Diethyl sulfate (DES) is an organosulfur compound with the formula (C_{2}H_{5})_{2}SO_{4}. It occurs as a colorless, oily liquid with a faint peppermint odor. It is a toxic, combustible, and likely carcinogenic chemical compound. Diethyl sulfate is used as an ethylating agent.

==Structure and properties==
Although the formula for diethyl sulfate is typically written (C_{2}H_{5})_{2}SO_{4}, a more descriptive formula would be (C_{2}H_{5}O)_{2}SO_{2}. It is a diester of sulfuric acid.
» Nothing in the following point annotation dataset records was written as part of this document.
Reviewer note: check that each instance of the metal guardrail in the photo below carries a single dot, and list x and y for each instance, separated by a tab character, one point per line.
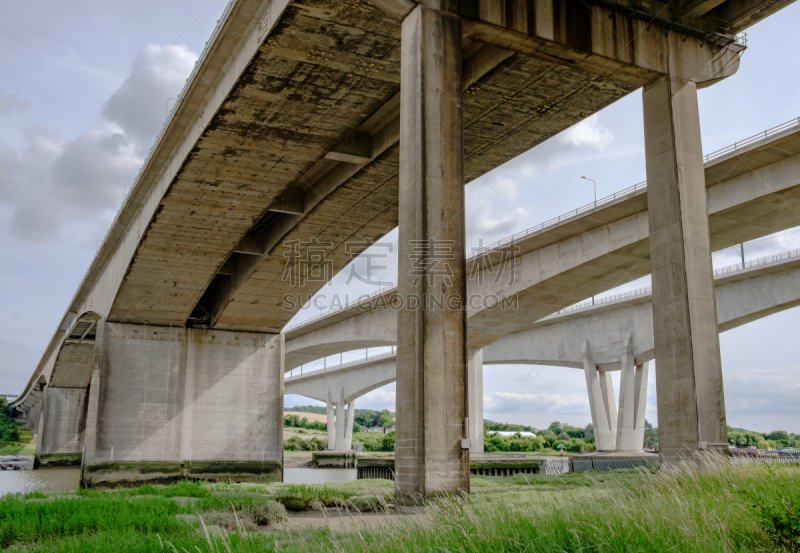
767	260
647	290
623	296
554	222
752	139
378	357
Sulfur is tetrahedral.

Diethyl sulfate hydrolyzes readily, forming ethanol and ethyl sulfate. Eventually sulfuric acid is formed with excess water.

==Reactions ==

Diethyl sulfate is used to an alkylating agent to prepare ethyl ethers, ethyl amines and ammonium salts, and ethyl thioethers. In preparing ethyl esters of fatty acids, both equivalents of the ethyl electrophile are transferred, unlike the usual alkylation of phenoxides:
2 RCO2Na + (C2H5O)2SO2 -> 2 RCO2C2H5 + Na2SO4

Both dimethyl sulfate and diethyl sulfate react with inorganic nucleophiles as well. For example, potassium iodide gives ethyl iodide.

== Preparation ==
Diethyl sulfate cannot be prepared efficiently analogously to the method used for dimethyl sulfate. The reaction of oleum with diethyl ether results in excessive oxidation of the ethyl groups. Instead, diethyl sulfate is prepared in two steps starting from chlorosulfuric acid:
ClSO3H + C2H5OH -> C2H5OSO3H + HCl
The resulting ethyl sulfate is then heated with sodium sulfate, leading to a redistribution reaction:
2 C2H5OSO3H + Na2SO4 -> (C2H5O)2SO2 + 2 NaHSO4

== Safety ==
Like other strong alkylating agents and especially dimethyl sulfate, diethyl sulfate is toxic and genotoxic. It is classified as a Group 2A (probably carcinogenic to humans) carcinogen by the IARC. Experimentation with animals has suggested this compound is likely carcinogenic to humans as it was implicated in the development of laryngeal cancer. Evidence of the effects of this chemical compound on reproductive or developmental health is also lacking.

===Neutralization===
Dialkyl sulfates can be rendered nontoxic by treatment with aqueous ammonia.